The Global Surge in Latin America Pension Funds
by Moises Vidal, Director, Treasury Sales Manager, Latin America Financial Institutions, Bank of America Merrill Lynch, and Tom Avazian, Managing Director, Global Banking and Markets Product Executive, Bank of America Merrill Lynch
The Latin America pension fund sector has experienced dramatic development in recent decades. Forward thinking decisions by many governments across the region during the 1990s and 2000s led to the establishment of mandatory participation for employees in many countries. At the same time, modest population growth, high levels of urbanisation and positive demographic trends – unlike many countries, Latin America has a growing working age population – have prompted significant growth in pension assets.
Today, assets under management (AUM) in Latin America exceed $900bn, and are doubling in size every five to six years in Brazil, Mexico, Chile, Peru, and Colombia . However, the scale of the region’s pension market varies widely depending on population size and market maturity.

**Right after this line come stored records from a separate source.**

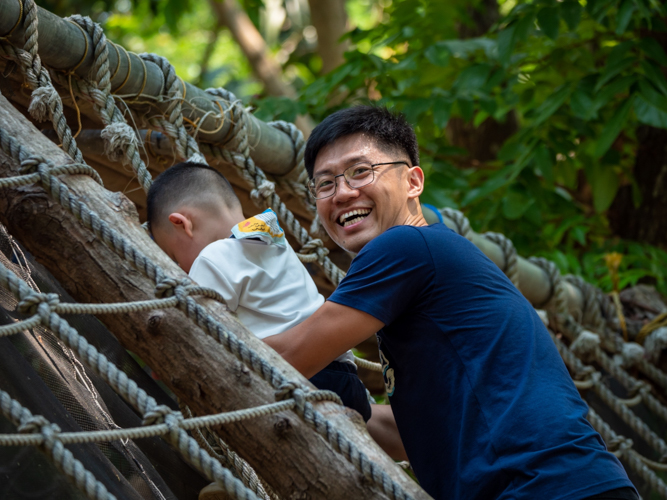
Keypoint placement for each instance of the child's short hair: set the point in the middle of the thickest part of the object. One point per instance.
(187, 183)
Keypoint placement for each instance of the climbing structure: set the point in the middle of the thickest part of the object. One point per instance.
(121, 118)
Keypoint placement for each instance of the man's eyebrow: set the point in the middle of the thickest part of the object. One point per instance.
(348, 163)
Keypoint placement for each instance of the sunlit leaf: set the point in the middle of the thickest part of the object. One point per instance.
(613, 128)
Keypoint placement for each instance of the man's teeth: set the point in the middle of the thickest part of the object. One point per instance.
(353, 217)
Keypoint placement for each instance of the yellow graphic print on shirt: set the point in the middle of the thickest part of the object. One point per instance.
(263, 226)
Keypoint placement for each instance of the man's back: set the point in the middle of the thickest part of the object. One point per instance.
(484, 404)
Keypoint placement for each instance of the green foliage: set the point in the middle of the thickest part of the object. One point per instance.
(576, 78)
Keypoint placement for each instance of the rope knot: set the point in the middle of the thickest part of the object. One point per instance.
(38, 424)
(631, 354)
(158, 415)
(585, 343)
(263, 191)
(43, 103)
(169, 287)
(118, 138)
(31, 303)
(32, 164)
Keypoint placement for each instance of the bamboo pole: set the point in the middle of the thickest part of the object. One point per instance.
(62, 45)
(287, 453)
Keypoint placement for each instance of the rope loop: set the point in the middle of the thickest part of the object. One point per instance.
(167, 287)
(38, 424)
(158, 415)
(264, 190)
(30, 304)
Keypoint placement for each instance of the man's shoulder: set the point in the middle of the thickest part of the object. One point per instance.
(399, 237)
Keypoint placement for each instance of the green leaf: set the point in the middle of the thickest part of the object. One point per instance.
(608, 92)
(650, 115)
(604, 185)
(466, 108)
(438, 55)
(649, 94)
(551, 104)
(612, 69)
(548, 19)
(414, 108)
(515, 204)
(544, 160)
(441, 112)
(582, 104)
(473, 77)
(652, 48)
(624, 16)
(506, 44)
(570, 11)
(655, 75)
(613, 128)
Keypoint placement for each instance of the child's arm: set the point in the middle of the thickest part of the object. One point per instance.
(382, 428)
(328, 333)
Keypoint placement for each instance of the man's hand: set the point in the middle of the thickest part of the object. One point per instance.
(332, 330)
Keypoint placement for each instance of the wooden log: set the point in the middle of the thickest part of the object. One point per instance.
(534, 282)
(62, 45)
(285, 451)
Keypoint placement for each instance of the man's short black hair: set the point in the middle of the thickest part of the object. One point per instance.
(388, 129)
(187, 183)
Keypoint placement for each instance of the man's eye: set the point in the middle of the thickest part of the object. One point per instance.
(361, 170)
(324, 183)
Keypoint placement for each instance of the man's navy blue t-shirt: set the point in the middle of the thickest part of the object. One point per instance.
(484, 404)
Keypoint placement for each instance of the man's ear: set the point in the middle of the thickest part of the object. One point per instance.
(415, 182)
(181, 223)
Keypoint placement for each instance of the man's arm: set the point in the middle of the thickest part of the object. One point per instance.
(333, 329)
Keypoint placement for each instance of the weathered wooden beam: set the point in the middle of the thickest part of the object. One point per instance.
(285, 451)
(62, 45)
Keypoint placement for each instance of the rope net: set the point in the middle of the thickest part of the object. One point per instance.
(88, 385)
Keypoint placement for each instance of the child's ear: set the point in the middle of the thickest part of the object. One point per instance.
(181, 223)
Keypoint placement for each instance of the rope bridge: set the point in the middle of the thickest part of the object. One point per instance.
(595, 314)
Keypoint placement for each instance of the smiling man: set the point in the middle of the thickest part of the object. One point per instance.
(483, 402)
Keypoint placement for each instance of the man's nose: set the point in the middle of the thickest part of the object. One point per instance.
(344, 192)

Chile has the most mature market, having established a regulatory framework for private pension providers, including a robust regulator, over 20 years ago: today AUM total more than $167bn . In contrast, Peru had AUM of $37bn in 2013 (although they have grown five-fold in the previous decade) .

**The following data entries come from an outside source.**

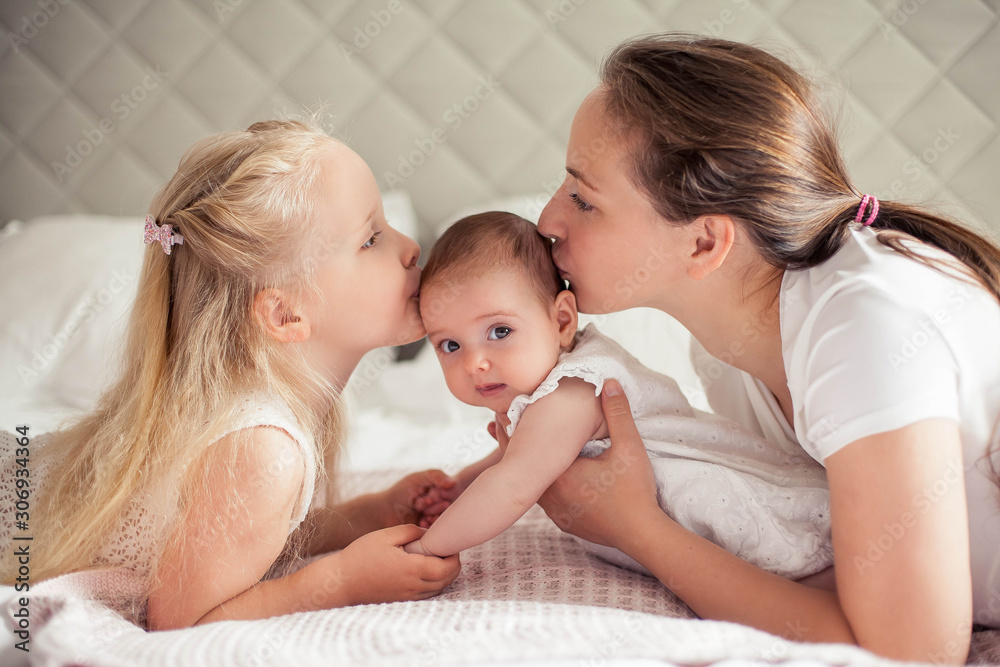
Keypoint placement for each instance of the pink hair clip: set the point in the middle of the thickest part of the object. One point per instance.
(864, 205)
(162, 234)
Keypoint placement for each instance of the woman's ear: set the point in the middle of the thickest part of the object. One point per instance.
(273, 310)
(566, 316)
(712, 237)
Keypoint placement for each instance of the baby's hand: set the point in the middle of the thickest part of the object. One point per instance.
(421, 497)
(416, 547)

While pension fund markets and rules differ significantly across Latin America, countries in the region have one important similarity: pensions are based on contributions to individual accounts in pension funds that are invested in financial markets and are managed by private companies. The principle of individual accounts managed by private sector firms (rather than public sector provision) has been an important factor in the growth and development of the pension fund sector for a number of reasons.
Private pension fund management companies have been able to innovate in terms of the types of investments they offer their investors. Moreover, they have often been active in lobbying governments in their countries to review restrictions on how funds can be invested. Two decades ago many countries required funds to invest almost entirely in the domestic market (and frequently specified investment in domestic government securities, in effect providing a captive source of public sector funding).

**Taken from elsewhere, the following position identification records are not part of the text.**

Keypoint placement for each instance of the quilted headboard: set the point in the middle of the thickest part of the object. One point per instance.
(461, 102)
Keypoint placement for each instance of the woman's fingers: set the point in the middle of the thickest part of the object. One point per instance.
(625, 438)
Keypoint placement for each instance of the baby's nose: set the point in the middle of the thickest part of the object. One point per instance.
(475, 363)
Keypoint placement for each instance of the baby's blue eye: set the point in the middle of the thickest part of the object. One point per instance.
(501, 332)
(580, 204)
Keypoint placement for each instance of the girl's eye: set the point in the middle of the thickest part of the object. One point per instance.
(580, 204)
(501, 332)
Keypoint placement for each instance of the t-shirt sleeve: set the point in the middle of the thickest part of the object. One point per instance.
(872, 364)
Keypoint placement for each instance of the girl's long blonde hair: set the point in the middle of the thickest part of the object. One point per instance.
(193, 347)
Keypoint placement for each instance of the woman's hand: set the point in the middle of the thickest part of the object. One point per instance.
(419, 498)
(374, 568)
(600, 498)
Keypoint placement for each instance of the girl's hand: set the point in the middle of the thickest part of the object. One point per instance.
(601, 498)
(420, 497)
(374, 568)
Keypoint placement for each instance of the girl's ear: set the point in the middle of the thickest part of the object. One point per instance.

However, over time many countries have loosened their limits on the level of investment permitted in international markets, although levels vary widely by country. Today, Brazil, not coincidently the country in the region where the public sector plays the largest role in pension provision, has one of the lowest limits (at 10%), with Colombia and Mexico at 20%, Peru at 42% and Chile at 80% ,. It is widely expected that over time countries in the region will continue to increase the level of assets that can be invested overseas.
Increased breadth requires more sophisticated services
As Latin American funds have increasingly diversified the types of assets and range of geographies that they invest in – the US, Europe and Japan have been the main recipients of investment, although there is strong emerging market investment by Chilean funds – their need for services associated with investment and operational efficiency has increased. Historically, the securities services industry in many Latin American countries has had limited choice in terms of the service providers they work with; as a result the quality of services has sometimes failed to match international standards.
However, as Latin American pension funds venture overseas, they have an opportunity to put in place best-in-class solutions for principally custody, liquidity management (including short-term investment), settlement and foreign exchange. Funds from the region often have limited experience of operating across different time zones, different types of securities or in different currencies. It is therefore critical that they receive support to ensure their needs are met.
Moreover, Latin American pension funds are expanding internationally at a challenging time. The historically low interest rate environment in many countries around the world, unprecedented policy action (such as quantitative easing) and increased regulations (such as Basel III and money market fund reform) mean that it is crucial for pension funds to operate efficiently. Additionally, they must have sound risk management and access to resources to enable them to achieve their objectives.